Tesla CEO Elon Musk, known for his outspoken and controversial remarks, recently added fuel to the fire of the debate between corporations and organized labor with his critique of unions.

Musk thinks the ongoing auto union strike is being driven by unreasonable demands that could have far reaching consequences for the automotive industry.

“They want a 40% pay rise and a 32 hour workweek. Sure way to drive GM, Ford and Chrysler bankrupt,” Musk posted on Sept. 26, taking a direct shot at the United Auto Workers (UAW) union.

Musk's comments come at a pivotal moment as UAW engages in a high-stakes strike against major automakers.

President Joe Biden publicly supported the UAW's call for a substantial wage increase during a visit to a General Motors plant near Detroit.

But the president’s endorsement could fall on deaf ears given the precarious state of organized labor in the country.

A bold or foolish move by the UAW?

Union membership in the U.S. has significantly declined, from 20.1% of workers in 1983 to just 10.1% in 2022. Much of that decline has occurred in lockstep with the erosion of domestic manufacturing.

Despite this decline, recent years have seen renewed labor activism driven by concerns about income inequality, job security, and benefits access.

One of the most notable recent examples is the UAW strike, which has been going on for more than two weeks and could easily drag on for months, according to WWJ auto analyst John McElroy.

The “union is shelling out an extra about $1.5 million a week for the people who are laid off,” McElroy said. While that amount is substantial, UAW’s war chest is worth around $825 million.

“I figure the union strike fund could easily hold out until Christmas,” he added.

The UAW is going up against General Motors, Ford, and Stellantis NV simultaneously, a feat that requires significant clout. UAW represents a large segment of the U.S. automotive workforce, so it has plenty of skin in the game.

Ultimately, the strike is about money.

UAW initially demanded a 40% pay increase but has since reduced its demand to 36%. That’s still well above any pay hike the average American has received in decades.

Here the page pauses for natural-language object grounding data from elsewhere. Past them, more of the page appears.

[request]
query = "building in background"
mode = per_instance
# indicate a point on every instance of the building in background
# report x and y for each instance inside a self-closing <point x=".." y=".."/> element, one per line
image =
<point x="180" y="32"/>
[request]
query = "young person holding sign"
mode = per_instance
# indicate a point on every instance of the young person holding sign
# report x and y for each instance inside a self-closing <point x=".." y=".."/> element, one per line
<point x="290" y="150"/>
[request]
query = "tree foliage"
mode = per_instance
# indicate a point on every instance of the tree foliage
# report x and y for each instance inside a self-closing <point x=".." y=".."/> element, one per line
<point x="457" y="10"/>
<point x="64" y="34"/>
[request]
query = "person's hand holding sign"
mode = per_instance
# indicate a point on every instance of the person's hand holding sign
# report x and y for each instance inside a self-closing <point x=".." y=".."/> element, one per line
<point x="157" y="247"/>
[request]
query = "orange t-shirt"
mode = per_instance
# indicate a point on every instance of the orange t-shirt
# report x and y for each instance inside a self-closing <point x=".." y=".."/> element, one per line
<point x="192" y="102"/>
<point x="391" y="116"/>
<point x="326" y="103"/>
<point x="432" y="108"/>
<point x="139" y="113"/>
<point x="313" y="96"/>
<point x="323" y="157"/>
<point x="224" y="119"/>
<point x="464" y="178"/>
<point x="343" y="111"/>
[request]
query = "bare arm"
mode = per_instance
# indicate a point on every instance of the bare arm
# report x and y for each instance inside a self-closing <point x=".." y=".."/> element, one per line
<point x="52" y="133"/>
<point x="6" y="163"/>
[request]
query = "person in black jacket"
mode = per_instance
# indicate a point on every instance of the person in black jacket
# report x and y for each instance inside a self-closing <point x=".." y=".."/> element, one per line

By comparison, in February 2023, Japan’s Toyota agreed with its union to raise employee salaries by 5%, the largest salary increase for that country in 20 years.

The impact of a prolonged strike

The automotive industry, a vital economic driver, relies on millions of jobs, and a prolonged strike could disrupt supply chains, affect production schedules, and lead to financial losses for both automakers and their employees.

If the strike really drags on and auto production declines, prices for new and used vehicles will likely climb.

As the Wall Street Journal notes, the most popular vehicles already have a very tight supply, so it wouldn't take much to spark a substantial price increase. For the typical American, this means higher costs at a time when auto loans are much harder to come by.

Moreover, the UAW's push for wage increases and improved working conditions mirrors a broader movement across various industries. Workers nationwide have been advocating for better compensation, job security, and union representation.

While these demands may benefit individual workers, they can pose challenges for businesses, particularly those navigating a transition to electric vehicles (EVs).

Musk and others are concerned about rising labor costs affecting the EV sector.

Companies like Tesla, Lucid Group Inc., and Rivian Automotive Inc. operate without unions, often using alternative compensation methods like restricted stock units and employee stock purchase plans.

Musk says this has made workers a lot wealthier.

“The UAW stole millions from workers, whereas Tesla has made many workers millionaires,” he wrote last March.

The worry within the UAW and the traditional auto industry is that EVs, which typically have fewer components and require fewer workers, could result in job losses and lower wages.

But if UAW achieves success with Detroit's traditional automakers and garners public support, it might inspire Tesla employees to consider unionization.

“Unionizing is extremely difficult under U.S. law,” said Catherine Fisk, a labor law professor at UC Berkeley. “That said, workers successfully unionized against even stiffer odds in the 1930s. It happened before, it can happen again—it’s just a torturous process.”